Interactions between variables and error characterization
The evolution of 454 technology combines progress in chemistry, acquisition devices, such as CCD cameras and PT plates handling equipment, and improvements in quality filters and basecalling algorithms. All these modifications are potential sources of variation in the amount, length and quality of sequences. In this work, we analyzed the interaction of seven variables identified as potential sources of sequencing error. We characterized sequencing error as a function of information about position in the sequence (Position and Seq.length), the presence of homopolymers (Homopolymer) and reference sequence type (Seq.type), all considered being sequencespecific information. Location on the PT plate was also taken into account through the region of origin (Region), the distance of beads to the region center (Dist.region) or the plate center (Dist.plate, see Materials ad Methods for details) as both the flow of chemicals through the plate and the central position of the CCD camera may play a role in the error generation. Before this analysis, we tested the hypothesis of homogeneous error rates on the three PT plates. This hypothesis was rejected (χ^{2 }= 2613.3, df = 2, P < 2 × 10^{16}). The significant result obtained in this test is mostly due to the high power of detection associated with the large number of samples available, but this heterogeneity requires the specification of individual parameter values for the logistic model describing each PT plate. The three runs were therefore analyzed separately. This approach did not prevent us from extracting the common trends influencing error rate and distribution. The models (for each plate and for each type of error) explained between 14.32% and 37.38% of the error distribution and were highly significant (P < 2 × 10^{16}).

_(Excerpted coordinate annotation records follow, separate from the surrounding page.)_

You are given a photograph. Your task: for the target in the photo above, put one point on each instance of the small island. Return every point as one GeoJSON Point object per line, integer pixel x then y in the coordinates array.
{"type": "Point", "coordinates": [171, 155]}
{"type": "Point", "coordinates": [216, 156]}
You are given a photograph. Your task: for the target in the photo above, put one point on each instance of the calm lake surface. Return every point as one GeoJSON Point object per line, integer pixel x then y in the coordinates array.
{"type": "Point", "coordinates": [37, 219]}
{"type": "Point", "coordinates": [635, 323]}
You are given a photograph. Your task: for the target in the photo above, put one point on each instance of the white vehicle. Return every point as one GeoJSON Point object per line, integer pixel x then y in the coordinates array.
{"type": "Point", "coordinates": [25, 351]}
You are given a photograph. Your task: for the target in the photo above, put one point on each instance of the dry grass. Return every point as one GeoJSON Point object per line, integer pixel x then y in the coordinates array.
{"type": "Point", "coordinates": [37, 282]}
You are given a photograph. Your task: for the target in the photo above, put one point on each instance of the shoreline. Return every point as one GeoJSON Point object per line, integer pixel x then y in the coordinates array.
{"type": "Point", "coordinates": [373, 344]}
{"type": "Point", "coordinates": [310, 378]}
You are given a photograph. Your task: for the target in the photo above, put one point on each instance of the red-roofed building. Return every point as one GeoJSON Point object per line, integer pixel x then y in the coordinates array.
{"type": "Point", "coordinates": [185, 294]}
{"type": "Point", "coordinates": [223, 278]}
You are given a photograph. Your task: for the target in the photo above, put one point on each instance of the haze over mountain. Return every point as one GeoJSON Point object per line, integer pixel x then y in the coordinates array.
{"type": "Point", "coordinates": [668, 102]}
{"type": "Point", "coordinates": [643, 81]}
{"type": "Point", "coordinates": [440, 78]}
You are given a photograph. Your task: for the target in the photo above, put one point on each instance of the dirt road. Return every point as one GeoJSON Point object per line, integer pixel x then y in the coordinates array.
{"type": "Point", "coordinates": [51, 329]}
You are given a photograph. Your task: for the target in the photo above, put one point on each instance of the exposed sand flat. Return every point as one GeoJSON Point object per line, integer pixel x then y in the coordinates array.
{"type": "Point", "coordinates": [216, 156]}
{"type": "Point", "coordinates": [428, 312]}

The nullity of r (BravaisPearson correlation coefficient) between pairs of the seven variables was tested independently for each run. As the usual assumptions required to infer the distribution of the test statistics were not met, we used permutations to approximate the distribution of the test statistic under H_{0}. We used a type I error rate of 0.05 and BenjaminiHochberg correction [20] to take multiple testing into account. Most of the pairs of variables (74.29%) were significantly correlated, using a threshold of α = 0.05 in a permutation test for multiple testing. However 41.85% of the pairs of variables correlated with 0.005 < r < 0.05. The pair of variables displaying the strongest correlation was the position of the error in the reference sequence (position) and sequence length (Seq.length), with 0.40 < r < 0.50, depending on the PT plate considered. The second strongest correlation was that between distance to the region center (Dist.region) and distance to the PT plate center (Dist.plate), with 0.38 < r < 0.62.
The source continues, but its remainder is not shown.